Atheism | PUNT ROAD END | Richmond Tigers Forum
  • IMPORTANT // Please look after your loved ones, yourself and be kind to others. If you are feeling that the world is too hard to handle there is always help - I implore you not to hesitate in contacting one of these wonderful organisations Lifeline and Beyond Blue ... and I'm sure reaching out to our PRE community we will find a way to help. T.

Atheism

Disco08 said:
You're not wrong there. Nicest day all year in my nape of the woods. ;D

Not only that but I am just about to (hopefully) be offered the lease on a beautiful little cafe in the bottom floor of this huge old heritage listed building (circa 1870ish) which has room to include a little specialty acoustic guitar shop and a spot to give kiddies guitar lessons. :)
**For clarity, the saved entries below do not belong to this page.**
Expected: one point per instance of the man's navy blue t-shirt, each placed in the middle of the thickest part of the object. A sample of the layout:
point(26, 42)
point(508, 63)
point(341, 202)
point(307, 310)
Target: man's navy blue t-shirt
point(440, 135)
Sheesh. You won't have time to post on here anymore Dicko!

Disco08 said:
Yeah hope so, but it doesn't come with a liquor license so that'll be a battle. It's hard to go past Coopers pale on tap on a hot day. Boags on tap goes pretty well too.

I am a South Australian and I have to say that Coopers Pale is terrible. Over here you either love it or hate it and most people I know hate it. Mind you we are all in agreeance that West End is rubbish.
 
If your neighbour offends you, give his children the gift of drums.

(Old atheist saying)
 
Nah the Bevan would have been a little sunday school nerdy type. Problem did a year or two at seminary too.
 
I thought people might be interested to consider these thoughts of Professor Graham Clark, designer of the Bionic Ear, in his first Boyer Lecture on theme "Exploring the World around us".

http://www.abc.net.au/rn/boyerlectures/stories/2007/2084228.htm#transcript


"When one considers the complexity of the brain, and its relation to consciousness, we must surely stand in awe. Indeed, Sir John Eccles, a distinguished Australian neuroscientist, who received the Nobel prize in 1963 for his research in that field, said in his 1965 Boyer lecture series: 'I wish to do all I can to restore to mankind the sense of wonder and mystery that arises from the attempt to face up to the reality of our very existence as conscious beings'. So what is it that brings unity to all the sensory experiences? Eccles saw it as a mystery how so many diverse events in the brain are united in the conscious experience of the individual. Eccles came to the conclusion that we have a soul, which is specially created by God, and thus there is the possibility of an afterlife.


On the other hand, Donald MacKay, a Christian as well as a physicist and brain scientist, differed not only from John Eccles but also from Karl Popper, a leading philosopher of science. MacKay considered that brain and soul together form a unity, that our conscious thinking is complementary, and linked to our cerebral processes. Therefore, we have a realistic basis for studying the brain as a machine, but without rejecting the moral and spiritual significance of human nature. Furthermore, Sir John Polkinghorne, a Fellow of the Royal Society, and former professor of mathematical physics at Cambridge University, suggests that, as this world 'is special and finely tuned for life', then we should consider it 'the creation of a Creator, that wills that it should be so'.


So could the physical universe, which physicists now show had only the remotest chance of producing carbon-based life, have evolved into human consciousness by mindless chance? I think not. The human brain is so sophisticated a mechanism that scientists have still not been able to design engineering systems that can match its crucial functions. For me that means a supernatural entity, namely God, was responsible, rather than saying it assembled itself by mindless chance. In any case, a human being would have to know everything to actually know there is no God!"
 
happytige said:
this world 'is special and finely tuned for life', then we should consider it 'the creation of a Creator, that wills that it should be so'.

You'd expect better from a Fellow of the Royal Society.
 
I think I am interested in everything that the "best and brightest" have to say....especially from the world of science.

Those who study the brain and the universe seem to me to be best placed to have some insight into the concept of God.